8. In- Vitro dissolution study in comparison with ORAP® 2 mg tablet by TEVA Pharmaceuticals USA
In-Vitro drug release study was performed using USP-I (Basket) apparatus, 100 RPM, 900 mL of pH 4.5 Acetate buffer. The percentage release of Pimozide from Formulation was found to be more than 99% at the end of 45 minutes and 100% micelles were formed. These formulations showed clear transparent solution, broad micro-emulsion region, more percentage release of drug and less rate of emulsification (min). The dissolution profile of marketed product ORAP® (Pimozide) Tablets, 2 mg showed only 42.9% of drug release. As per the USFDA’s Dissolution data base, dissolution profile for pimozide needs to be generated in 0.01N HCl medium. Pimozide is less soluble in pH 4.5 Acetate buffer and is a perfect discriminative dissolution medium to check on the dissolution enhancement. The dissolution results of Pimozide SMEDDS in comparison with marketed product ORAP® suggests that changing the concentration of oil, surfactant and co-surfactant in SMEDDS improved the solubility through in situ micro emulsion resulting in more release of drug in the discriminative dissolution medium.

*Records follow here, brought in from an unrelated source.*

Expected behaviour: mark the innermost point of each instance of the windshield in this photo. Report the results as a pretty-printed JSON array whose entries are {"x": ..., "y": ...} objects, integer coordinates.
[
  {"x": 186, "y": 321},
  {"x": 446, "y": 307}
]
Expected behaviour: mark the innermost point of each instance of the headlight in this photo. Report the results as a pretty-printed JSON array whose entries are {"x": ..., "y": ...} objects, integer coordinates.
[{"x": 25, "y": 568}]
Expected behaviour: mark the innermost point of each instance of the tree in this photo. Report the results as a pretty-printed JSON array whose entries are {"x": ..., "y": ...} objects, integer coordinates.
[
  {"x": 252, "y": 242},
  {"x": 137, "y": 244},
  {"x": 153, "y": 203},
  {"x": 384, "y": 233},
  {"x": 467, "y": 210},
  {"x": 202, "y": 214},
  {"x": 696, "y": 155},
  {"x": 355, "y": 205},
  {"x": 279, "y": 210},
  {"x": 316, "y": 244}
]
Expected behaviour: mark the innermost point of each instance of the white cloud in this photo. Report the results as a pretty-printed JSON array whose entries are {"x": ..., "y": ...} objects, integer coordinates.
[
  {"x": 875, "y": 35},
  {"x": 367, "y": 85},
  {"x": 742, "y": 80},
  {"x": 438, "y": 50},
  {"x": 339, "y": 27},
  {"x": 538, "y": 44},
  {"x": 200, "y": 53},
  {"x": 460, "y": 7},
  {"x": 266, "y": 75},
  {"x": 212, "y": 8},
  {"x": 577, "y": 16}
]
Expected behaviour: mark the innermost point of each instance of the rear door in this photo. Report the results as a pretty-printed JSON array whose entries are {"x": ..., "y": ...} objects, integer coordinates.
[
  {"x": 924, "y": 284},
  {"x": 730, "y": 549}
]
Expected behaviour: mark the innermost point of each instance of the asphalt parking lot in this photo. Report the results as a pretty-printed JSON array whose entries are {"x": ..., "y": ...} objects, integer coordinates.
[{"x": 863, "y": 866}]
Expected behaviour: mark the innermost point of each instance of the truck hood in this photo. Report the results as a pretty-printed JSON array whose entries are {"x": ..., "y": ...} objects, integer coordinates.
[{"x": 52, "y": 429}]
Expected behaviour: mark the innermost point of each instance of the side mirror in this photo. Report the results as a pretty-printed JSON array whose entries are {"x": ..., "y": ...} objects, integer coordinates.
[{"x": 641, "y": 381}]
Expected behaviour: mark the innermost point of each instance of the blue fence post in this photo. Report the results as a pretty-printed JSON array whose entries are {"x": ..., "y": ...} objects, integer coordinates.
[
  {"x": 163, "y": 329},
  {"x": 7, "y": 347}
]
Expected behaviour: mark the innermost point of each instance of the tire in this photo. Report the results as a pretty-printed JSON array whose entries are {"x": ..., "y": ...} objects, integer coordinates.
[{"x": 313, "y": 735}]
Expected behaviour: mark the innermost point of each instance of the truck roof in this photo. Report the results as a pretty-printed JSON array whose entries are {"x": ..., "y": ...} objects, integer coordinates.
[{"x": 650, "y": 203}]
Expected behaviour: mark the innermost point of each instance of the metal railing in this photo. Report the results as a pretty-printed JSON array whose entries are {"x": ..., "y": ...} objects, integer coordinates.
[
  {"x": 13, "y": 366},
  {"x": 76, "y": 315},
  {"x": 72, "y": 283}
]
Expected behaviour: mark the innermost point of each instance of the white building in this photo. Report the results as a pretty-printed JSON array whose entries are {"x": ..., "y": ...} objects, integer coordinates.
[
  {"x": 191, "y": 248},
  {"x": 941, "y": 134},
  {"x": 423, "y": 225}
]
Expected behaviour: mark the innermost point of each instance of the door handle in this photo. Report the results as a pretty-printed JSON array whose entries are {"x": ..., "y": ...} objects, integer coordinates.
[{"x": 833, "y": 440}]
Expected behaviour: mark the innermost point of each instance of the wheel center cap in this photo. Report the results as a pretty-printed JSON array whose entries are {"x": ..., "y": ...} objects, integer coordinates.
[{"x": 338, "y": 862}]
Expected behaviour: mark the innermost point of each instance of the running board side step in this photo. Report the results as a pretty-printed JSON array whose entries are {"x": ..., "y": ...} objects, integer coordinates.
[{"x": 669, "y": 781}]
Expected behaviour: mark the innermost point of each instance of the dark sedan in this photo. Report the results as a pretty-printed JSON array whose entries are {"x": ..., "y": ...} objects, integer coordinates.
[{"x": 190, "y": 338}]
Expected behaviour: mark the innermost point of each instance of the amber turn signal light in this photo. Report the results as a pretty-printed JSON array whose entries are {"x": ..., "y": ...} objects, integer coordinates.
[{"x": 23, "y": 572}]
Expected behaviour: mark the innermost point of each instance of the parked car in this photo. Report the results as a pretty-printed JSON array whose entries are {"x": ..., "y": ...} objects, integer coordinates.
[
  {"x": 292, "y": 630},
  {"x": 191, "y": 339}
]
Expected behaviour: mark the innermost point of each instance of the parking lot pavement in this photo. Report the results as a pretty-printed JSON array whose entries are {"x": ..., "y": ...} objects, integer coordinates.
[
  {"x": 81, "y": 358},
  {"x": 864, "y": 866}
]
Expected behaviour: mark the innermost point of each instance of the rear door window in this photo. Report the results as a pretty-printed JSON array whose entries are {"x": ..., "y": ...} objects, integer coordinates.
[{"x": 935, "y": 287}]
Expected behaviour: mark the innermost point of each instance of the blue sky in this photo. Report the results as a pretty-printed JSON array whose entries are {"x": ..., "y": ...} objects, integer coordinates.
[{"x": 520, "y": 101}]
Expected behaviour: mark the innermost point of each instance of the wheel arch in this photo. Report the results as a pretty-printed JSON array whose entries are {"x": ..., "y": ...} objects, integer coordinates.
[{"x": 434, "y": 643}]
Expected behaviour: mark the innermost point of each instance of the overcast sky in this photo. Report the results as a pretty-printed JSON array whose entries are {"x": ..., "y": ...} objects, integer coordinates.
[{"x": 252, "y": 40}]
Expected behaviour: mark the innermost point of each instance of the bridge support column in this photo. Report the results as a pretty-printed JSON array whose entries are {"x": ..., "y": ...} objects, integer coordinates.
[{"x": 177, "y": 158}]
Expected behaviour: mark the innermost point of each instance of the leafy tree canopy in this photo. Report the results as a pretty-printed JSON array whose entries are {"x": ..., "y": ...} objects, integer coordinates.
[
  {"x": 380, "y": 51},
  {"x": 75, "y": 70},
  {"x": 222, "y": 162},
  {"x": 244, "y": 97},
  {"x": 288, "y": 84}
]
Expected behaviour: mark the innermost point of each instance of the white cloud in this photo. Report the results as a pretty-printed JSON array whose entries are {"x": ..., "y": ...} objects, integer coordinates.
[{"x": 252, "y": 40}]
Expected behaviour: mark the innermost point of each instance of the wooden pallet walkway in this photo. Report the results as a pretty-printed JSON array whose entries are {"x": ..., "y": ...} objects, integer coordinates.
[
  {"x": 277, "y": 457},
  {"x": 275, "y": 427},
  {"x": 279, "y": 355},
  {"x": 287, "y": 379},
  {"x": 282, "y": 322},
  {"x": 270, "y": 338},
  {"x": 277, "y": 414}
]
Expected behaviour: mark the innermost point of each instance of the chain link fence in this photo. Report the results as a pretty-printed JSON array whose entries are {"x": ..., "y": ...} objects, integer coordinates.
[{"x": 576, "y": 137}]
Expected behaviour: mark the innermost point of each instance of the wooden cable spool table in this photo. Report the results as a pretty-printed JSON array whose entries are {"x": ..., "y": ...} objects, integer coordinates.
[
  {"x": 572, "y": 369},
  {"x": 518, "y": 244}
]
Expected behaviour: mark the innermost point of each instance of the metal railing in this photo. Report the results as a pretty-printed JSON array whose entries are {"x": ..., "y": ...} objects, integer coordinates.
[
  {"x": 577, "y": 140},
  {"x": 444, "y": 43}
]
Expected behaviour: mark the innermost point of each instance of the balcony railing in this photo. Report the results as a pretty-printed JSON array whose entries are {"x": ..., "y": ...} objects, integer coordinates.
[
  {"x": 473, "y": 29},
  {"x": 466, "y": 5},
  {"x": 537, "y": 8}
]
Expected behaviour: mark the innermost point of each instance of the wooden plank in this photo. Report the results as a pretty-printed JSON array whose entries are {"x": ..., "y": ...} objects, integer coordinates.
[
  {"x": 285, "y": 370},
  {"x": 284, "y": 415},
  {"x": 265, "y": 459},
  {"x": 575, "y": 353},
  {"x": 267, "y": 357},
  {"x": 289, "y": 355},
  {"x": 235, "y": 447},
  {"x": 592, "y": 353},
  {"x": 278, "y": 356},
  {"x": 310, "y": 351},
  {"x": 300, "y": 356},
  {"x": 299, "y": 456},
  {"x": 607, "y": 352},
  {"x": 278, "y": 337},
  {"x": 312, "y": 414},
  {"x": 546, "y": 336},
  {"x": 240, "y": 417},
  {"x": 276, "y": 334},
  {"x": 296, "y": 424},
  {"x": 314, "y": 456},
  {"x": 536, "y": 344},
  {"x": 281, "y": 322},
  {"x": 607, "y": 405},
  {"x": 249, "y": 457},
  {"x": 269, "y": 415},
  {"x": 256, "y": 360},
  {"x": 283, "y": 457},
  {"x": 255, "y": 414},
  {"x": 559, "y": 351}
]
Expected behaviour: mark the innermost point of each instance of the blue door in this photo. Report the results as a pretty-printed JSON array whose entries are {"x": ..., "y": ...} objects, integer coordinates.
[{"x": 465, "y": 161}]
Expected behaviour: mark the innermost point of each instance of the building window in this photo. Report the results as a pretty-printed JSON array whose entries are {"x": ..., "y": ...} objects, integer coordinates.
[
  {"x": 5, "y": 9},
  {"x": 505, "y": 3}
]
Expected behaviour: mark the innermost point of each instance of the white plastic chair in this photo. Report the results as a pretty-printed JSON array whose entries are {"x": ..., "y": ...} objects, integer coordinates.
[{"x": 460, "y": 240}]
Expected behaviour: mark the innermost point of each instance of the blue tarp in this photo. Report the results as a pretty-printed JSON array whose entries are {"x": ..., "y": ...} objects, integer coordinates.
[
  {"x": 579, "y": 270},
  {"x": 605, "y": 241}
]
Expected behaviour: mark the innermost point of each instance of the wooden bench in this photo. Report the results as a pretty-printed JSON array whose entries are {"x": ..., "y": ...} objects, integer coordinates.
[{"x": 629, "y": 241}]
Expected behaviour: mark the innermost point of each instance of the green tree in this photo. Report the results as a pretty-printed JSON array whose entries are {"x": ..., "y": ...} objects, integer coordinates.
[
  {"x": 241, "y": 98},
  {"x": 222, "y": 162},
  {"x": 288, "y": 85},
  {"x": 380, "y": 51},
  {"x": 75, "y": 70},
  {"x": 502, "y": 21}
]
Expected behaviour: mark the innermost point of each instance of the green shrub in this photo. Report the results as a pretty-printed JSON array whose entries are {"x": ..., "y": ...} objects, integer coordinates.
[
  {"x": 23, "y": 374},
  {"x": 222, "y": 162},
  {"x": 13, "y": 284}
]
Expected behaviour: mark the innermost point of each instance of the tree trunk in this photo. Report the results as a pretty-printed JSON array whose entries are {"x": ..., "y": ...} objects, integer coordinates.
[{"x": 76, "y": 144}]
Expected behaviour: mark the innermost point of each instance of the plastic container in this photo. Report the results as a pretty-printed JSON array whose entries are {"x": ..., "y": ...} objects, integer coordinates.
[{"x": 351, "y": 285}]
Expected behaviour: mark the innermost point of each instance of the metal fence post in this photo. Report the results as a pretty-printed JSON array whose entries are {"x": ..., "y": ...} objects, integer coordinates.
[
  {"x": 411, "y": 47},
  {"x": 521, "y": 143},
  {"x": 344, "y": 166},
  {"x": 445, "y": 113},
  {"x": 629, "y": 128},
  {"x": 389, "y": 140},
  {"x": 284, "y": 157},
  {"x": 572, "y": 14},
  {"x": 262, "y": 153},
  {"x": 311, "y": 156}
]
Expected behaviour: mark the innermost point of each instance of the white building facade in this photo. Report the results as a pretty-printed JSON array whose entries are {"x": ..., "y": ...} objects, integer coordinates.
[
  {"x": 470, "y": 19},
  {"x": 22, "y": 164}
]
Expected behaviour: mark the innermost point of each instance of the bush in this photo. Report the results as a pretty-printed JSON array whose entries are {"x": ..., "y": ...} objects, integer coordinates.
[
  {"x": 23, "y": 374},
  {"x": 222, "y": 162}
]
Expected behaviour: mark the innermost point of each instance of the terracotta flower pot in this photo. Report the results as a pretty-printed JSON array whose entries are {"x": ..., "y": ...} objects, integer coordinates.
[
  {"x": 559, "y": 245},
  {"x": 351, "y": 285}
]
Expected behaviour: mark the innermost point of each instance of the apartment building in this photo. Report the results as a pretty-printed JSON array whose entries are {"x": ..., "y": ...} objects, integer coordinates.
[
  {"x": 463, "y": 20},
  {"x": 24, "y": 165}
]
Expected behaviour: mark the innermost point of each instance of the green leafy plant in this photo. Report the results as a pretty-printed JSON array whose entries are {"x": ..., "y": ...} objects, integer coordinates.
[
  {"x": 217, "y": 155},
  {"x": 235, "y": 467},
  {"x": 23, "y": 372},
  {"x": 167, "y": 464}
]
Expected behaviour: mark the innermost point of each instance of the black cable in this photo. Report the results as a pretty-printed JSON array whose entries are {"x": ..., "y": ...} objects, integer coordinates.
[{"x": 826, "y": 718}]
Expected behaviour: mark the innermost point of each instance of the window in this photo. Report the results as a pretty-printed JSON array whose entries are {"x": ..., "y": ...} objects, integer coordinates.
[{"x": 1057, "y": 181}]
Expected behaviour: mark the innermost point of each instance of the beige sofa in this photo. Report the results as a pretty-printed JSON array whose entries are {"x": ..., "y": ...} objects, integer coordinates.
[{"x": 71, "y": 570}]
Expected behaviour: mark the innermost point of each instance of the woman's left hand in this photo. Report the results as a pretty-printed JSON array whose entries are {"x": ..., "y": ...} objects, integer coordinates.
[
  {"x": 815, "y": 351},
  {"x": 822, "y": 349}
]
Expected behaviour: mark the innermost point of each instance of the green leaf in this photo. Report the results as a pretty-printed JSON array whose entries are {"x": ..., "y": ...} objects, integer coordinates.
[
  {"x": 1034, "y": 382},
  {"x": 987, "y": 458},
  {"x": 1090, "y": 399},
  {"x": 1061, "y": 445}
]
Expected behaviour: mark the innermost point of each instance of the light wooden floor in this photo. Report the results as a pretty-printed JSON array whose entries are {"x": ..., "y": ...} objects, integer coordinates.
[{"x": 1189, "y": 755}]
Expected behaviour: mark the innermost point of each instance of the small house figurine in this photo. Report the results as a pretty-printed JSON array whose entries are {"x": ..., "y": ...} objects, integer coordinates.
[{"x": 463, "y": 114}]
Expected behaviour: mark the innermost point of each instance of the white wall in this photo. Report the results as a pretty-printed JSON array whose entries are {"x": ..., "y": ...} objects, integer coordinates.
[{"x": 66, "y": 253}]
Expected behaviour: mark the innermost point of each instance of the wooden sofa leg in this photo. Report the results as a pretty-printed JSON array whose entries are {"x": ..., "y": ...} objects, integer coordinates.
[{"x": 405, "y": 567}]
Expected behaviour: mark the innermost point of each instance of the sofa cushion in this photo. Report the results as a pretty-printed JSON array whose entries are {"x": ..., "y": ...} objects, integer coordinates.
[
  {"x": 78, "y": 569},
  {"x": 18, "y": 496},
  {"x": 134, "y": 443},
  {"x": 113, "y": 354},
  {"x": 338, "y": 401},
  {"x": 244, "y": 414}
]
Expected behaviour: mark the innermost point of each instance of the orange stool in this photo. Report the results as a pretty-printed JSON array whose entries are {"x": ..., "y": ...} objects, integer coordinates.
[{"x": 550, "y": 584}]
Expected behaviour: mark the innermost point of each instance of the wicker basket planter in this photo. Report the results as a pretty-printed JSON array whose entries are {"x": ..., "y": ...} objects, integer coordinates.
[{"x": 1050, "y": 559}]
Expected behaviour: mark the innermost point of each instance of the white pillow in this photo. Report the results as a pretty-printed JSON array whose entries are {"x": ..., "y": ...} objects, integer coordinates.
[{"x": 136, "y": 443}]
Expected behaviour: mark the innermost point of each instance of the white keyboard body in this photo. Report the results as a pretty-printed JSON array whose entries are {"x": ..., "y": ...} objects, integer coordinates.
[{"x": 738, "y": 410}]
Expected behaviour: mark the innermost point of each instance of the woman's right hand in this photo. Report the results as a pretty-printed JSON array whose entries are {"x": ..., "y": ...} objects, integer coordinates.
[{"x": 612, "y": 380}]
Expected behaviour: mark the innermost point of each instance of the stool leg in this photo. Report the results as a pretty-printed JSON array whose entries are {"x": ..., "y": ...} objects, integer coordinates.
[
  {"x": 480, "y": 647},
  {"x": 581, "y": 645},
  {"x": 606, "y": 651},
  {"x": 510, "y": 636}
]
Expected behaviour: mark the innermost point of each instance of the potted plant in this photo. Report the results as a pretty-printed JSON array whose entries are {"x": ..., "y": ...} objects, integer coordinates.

Prepared Pimozide loaded SMEDDS showed excellent self emulsification efficiency and released more than 90% of the drug in 45 minutes whereas ORAP® showed about 45% drug release.
The mean globule size of optimized Pimozide SMEDDS was 29.39 nm. The positive outcome of this research is Pimozide SMEDDS improved the solubility of drug which is evident from the drug release in discriminative dissolution medium (pH 4.5 Acetate Buffer). Hence we can expect a better in vivo bioavailability.
Based on the bioavailability results, the daily dose of the drug can be reduced and patient compliance can be improved through once daily dosing for effective anti psychosis in treating Schizophrenia and Chronic psychosis.